CMHC announced in June it would narrow eligibility criteria to require higher credit scores and lower debt burdens to qualify for a mortgage. The move, which took effect on July 1, was intended to protect new home buyers from falling prices and reduce taxpayer risk to any market correction.
|We have sustained a reduction in our market share to promote a more competitive marketplace for your benefit,” Siddall said in the letter. “However, we are approaching a level of minimum market share that we require to be able to protect the mortgage market in times of crisis. We require your support to prevent further erosion of our market presence.”|
CMHC’s private-sector competitors, Genworth MI Canada Inc., and Canada Guaranty Mortgage Insurance Co., opted not to follow along with the rule changes and have increased their market share, as a result, said Siddall.
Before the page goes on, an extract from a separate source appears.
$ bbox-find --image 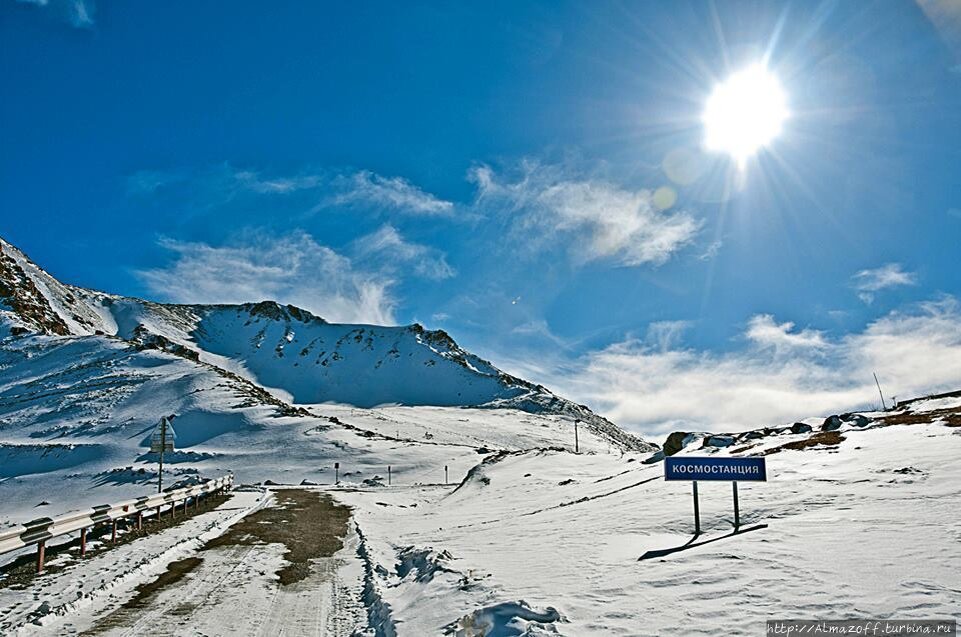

Siddall concluded with two requests for lenders: “We would hope you would reconsider highly leveraged household lending. Please put our country’s long-term outlook ahead of short-term profitability. Second, please don’t aggravate the impact of undermining CMHC’s market presence unnecessarily.”
CMHC’s ability to respond effectively in a crisis will be weakened if its market share deteriorates significantly further, he said. “If you want us in wartime, please support us in peacetime.”